Less than 24 hours after the devastating 8.9-magnitude earthquake struck Japan in March 2011, the FBI was warning U.S. residents to beware of scammers out to profit from the tragedy. Almost like clockwork after disasters, phony charities and Web sites are launched, promising to help victims while setting out to steal money and credit card numbers.

That doesn't mean you have to close your heart and wallet. Just make sure your donations get to the people who deserve them. Follow these six tips for wise giving:

Credit Card Tips for Giving

1. Research the charity. Check with the Better Business Bureau, which sets standards for charity accountability, and the American Institute of Philanthropy, a watchdog organization that rates charities. Never give to an unfamiliar charity until you've done some research, and make sure you have the exact name. Sometimes scammers use names that sound similar to well-known charities. The American Institute of Philanthropy suggests requesting written information, including a list of the board of directors, a mission statement, and an annual report. Reputable charities are happy to provide information.

2. Don't give out your credit card number over the phone to someone claiming to be from a charity, no matter how passionate the pitch. Reputable charities do not pressure you to give on the spot.

3. Don't respond to e-mail spam solicitations, even if they appear to be from legitimate organizations. Go directly to the organizations' Web sites instead. A Web link in an e-mail could be a scammer's site, set up to steal your money via your credit cards.

Use Credit Cards Only on Secure Sites

4. Donate only on charity sites that use encryption technology, which scrambles your personal credit card information before transmitting it. Look for signs that the site is secure, such as an "s" after the "http" preceding the address, and a padlock or key symbol at the bottom of the Web page.
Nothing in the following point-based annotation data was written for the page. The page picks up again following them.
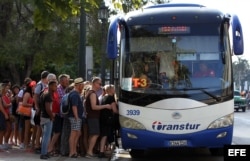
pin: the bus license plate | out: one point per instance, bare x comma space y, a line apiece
178, 142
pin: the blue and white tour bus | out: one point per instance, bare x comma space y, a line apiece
175, 76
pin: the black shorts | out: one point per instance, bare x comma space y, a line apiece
2, 122
37, 119
57, 124
93, 126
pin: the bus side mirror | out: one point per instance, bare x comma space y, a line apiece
112, 48
238, 46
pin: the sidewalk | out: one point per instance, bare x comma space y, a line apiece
16, 154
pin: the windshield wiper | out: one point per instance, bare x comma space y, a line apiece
218, 99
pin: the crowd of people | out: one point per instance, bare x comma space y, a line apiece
88, 129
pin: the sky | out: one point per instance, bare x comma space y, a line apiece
238, 7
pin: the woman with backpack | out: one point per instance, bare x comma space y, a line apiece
107, 117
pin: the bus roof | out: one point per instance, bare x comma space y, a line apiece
174, 14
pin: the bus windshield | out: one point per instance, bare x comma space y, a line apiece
167, 58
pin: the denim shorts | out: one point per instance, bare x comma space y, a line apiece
75, 124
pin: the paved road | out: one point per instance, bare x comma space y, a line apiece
15, 154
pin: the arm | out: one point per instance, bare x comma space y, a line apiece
36, 98
114, 107
97, 107
5, 104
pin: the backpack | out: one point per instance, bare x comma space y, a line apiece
65, 105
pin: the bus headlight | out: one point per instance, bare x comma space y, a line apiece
222, 122
130, 123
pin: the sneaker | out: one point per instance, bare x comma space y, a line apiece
90, 156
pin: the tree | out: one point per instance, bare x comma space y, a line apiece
241, 71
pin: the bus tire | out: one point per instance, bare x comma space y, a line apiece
136, 153
216, 151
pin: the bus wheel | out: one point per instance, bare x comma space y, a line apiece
216, 151
136, 153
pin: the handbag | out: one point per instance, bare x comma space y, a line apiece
24, 111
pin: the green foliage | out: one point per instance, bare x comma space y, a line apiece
241, 71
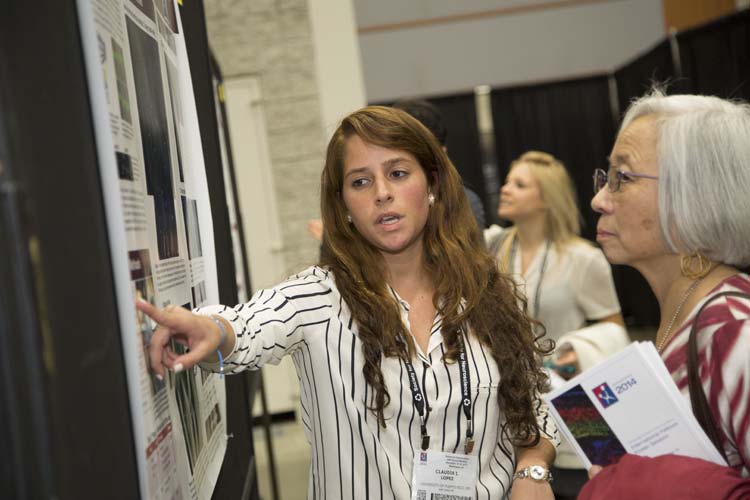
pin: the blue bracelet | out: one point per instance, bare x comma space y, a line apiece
221, 343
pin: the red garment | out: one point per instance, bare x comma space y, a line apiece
668, 477
724, 362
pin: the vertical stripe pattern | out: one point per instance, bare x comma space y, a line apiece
306, 318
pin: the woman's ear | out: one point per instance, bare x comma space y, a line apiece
435, 180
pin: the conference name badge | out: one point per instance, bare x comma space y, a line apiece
444, 475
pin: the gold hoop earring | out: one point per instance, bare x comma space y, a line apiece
694, 266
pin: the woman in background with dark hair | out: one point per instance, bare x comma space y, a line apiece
408, 341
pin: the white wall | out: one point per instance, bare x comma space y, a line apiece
500, 50
341, 86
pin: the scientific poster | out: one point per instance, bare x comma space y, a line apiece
152, 165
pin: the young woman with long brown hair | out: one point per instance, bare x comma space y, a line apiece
408, 341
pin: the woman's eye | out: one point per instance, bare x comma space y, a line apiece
624, 177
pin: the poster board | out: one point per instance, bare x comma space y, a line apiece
160, 228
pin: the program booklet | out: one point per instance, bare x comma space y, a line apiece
628, 404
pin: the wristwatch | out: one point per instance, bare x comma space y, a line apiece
535, 472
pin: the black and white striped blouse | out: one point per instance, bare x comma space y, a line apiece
306, 318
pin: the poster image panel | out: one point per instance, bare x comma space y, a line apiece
152, 114
145, 6
122, 83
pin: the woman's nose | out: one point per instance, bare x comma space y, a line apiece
601, 201
382, 191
5. Give directly to organizations, rather than groups promising to donate on your behalf or to individuals. Sometimes scammers posing as charity representatives, government officials, or surviving victims solicit donations through e-mail or social networking sites.

6. If you think you might have been taken by a phony charity, report the incident to law enforcement. Call your credit card companies, and get free copies of your credit reports if you think information from your credit cards got into the wrong hands.